Star Spangled Banner

Anonymous
Anonymous wrote:
Anonymous wrote:When I was in 6th grade in 1990 in MCPS, my teacher offered a candy bar to anyone who could recite The Star Spangled Banner. I think only 2 other kids besides me could do it, and it was really only because I had been to so many Orioles games.

Many other patriotic songs are taught in social studies in elementary school, just not the National Anthem. I think the Pledge of Allegiance fills th need for instilling students' daily dose of patriotism.



Elementary school in 1990? Sounds like it is the younger generation who is not learning the anthem.


Yes, I was born in 1978. Glad that is still part of the "younger generation."
Anonymous
Anonymous wrote:It's the NATIONAL ANTHEM YOU MORON. It may be a crappy song, but it IS the NATIONAL ANTHEM, whether you like it as a song or not. It is one of the historic symbols of this country. Are you foreign? If so, go live someplace where you don't have what we have here. And if you are not foreign, go live in a backwards regime anyway.

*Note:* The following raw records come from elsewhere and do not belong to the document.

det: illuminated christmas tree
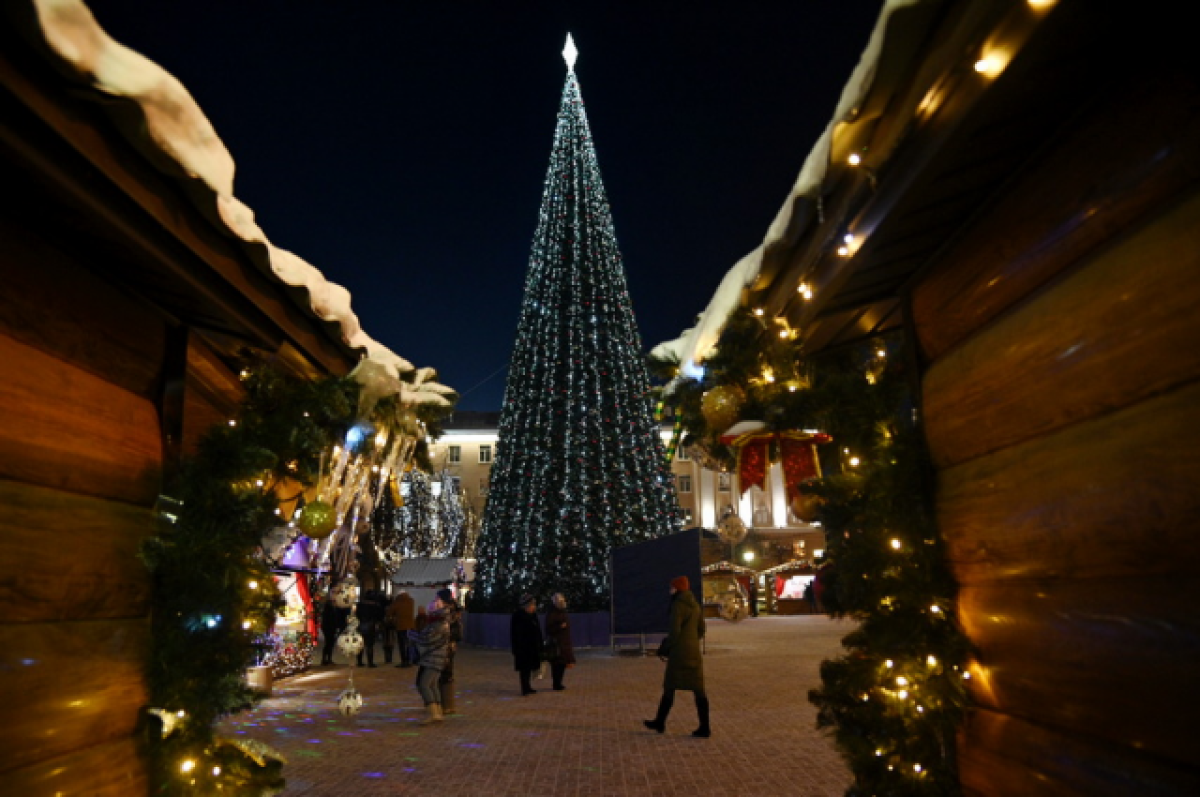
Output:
[473,36,680,612]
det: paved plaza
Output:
[221,616,851,797]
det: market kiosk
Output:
[761,559,816,615]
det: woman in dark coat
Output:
[510,594,541,695]
[546,592,575,691]
[643,576,712,738]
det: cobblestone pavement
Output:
[221,616,851,797]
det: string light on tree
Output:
[472,32,682,612]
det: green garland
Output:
[142,367,359,795]
[656,311,971,797]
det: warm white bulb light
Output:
[563,34,580,72]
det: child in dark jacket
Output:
[408,601,450,725]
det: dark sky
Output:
[89,0,882,409]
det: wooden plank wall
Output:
[912,71,1200,797]
[0,214,164,797]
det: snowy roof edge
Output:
[650,0,925,377]
[21,0,449,390]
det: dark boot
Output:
[691,691,713,739]
[642,689,674,733]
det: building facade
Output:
[430,411,824,570]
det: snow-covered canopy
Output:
[650,0,924,377]
[16,0,454,393]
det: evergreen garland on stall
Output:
[654,311,971,797]
[142,367,359,795]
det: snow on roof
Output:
[28,0,454,391]
[650,0,924,377]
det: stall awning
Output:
[700,561,755,575]
[391,556,458,587]
[763,559,812,575]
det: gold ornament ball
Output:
[700,384,746,435]
[296,501,337,540]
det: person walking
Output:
[408,600,450,725]
[546,592,575,691]
[510,593,541,696]
[643,576,712,739]
[358,589,383,667]
[386,589,416,667]
[320,589,350,666]
[438,589,462,717]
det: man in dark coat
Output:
[358,589,383,667]
[320,595,350,665]
[643,576,712,739]
[510,594,541,696]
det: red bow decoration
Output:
[721,424,833,501]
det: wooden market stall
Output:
[700,561,755,619]
[0,0,441,797]
[758,559,816,615]
[667,0,1200,796]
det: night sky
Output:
[89,0,882,409]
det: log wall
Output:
[0,210,167,796]
[911,69,1200,795]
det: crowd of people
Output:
[320,576,712,738]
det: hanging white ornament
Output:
[337,623,366,659]
[337,685,362,717]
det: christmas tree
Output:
[473,36,680,611]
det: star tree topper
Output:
[563,34,580,72]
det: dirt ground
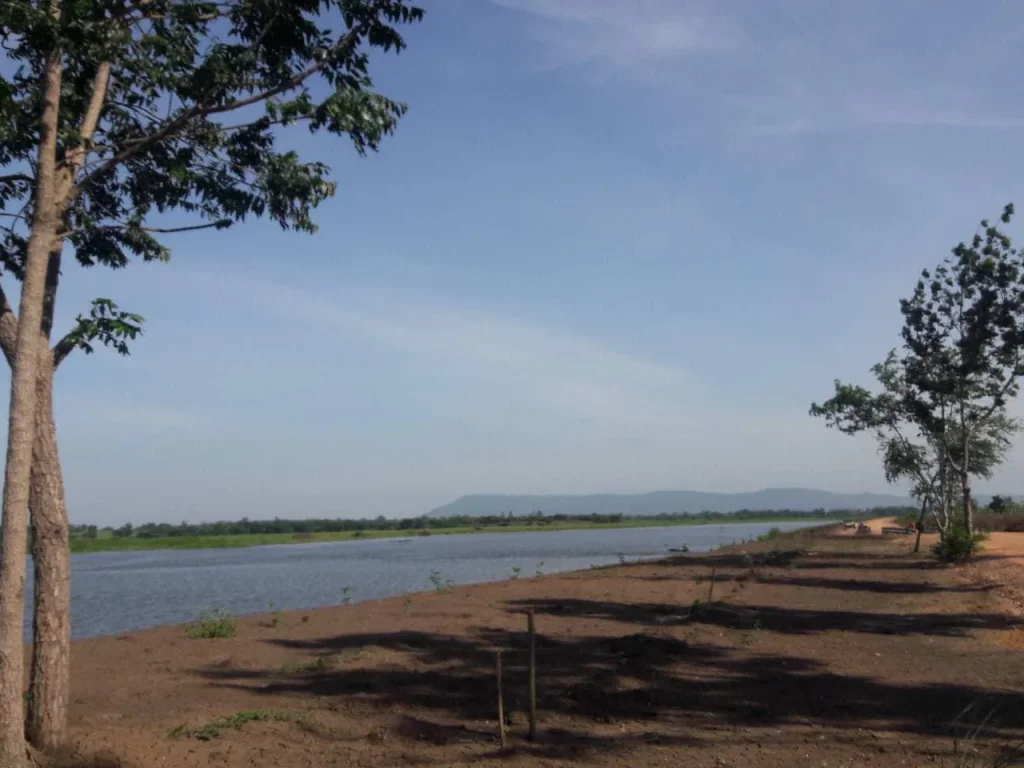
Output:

Worrying about whether elementary students learn the national anthem or not is the kind of thing Kim Jong Un would do.
Anonymous
If it is important to you, teach your own child.
Anonymous
Anonymous wrote:If it is important to you, teach your own child.


This!
Anonymous
Anonymous wrote:I never learned the national anthem in school - I learned the Pledge of Allegiance. So far, same with our children. They learn the national anthem from attending/watching sporting events!


Another for sporting events! And learned the Canadian anthem from hockey games (a much better sounding one IMO)
Anonymous
Oh Canada!
Anonymous
Anonymous wrote:
Anonymous wrote:I never learned the national anthem in school - I learned the Pledge of Allegiance. So far, same with our children. They learn the national anthem from attending/watching sporting events!


Another for sporting events! And learned the Canadian anthem from hockey games (a much better sounding one IMO)


+1 All summer swimmers know it because they sing it before every meet.
Anonymous
Unusual Question.

My husband and I are wondering why our daughter, age 9 and third grade, in a Blue Ribbon Montgomery County public school has never been taught the Star Spangled Banner, the national anthem of the United States? We both remember learning this as a child in music class.

Any insight?



The only time we hear the anthem is not in school but at sporting events (e.g., summer swimming every week and the like)
Anonymous
It's very hard to sing, so kids don't learn it until they're older. (The tune is actually an old British drinking song that we just slowed down a bit to make it an anthem. So that's why it's hard to sing the melody sober.)
Anonymous
Ramona Quimby's kindergarten class sang it every morning. She thought it was a song about a dawnzer that gives lee light. So, clearly that patriotism was driven in her at an early age.
Anonymous
Anonymous wrote:Ramona Quimby's kindergarten class sang it every morning. She thought it was a song about a dawnzer that gives lee light. So, clearly that patriotism was driven in her at an early age.


In one of Beverly Cleary's autobiographies, she writes that this is what she herself actually thought, in real life.

(I'm saying this in case somebody points out that Ramona Quimby is a fictional character.)
Anonymous
My daughter learned it in third grade at a MoCo school, along with a bunch of other patriotic songs.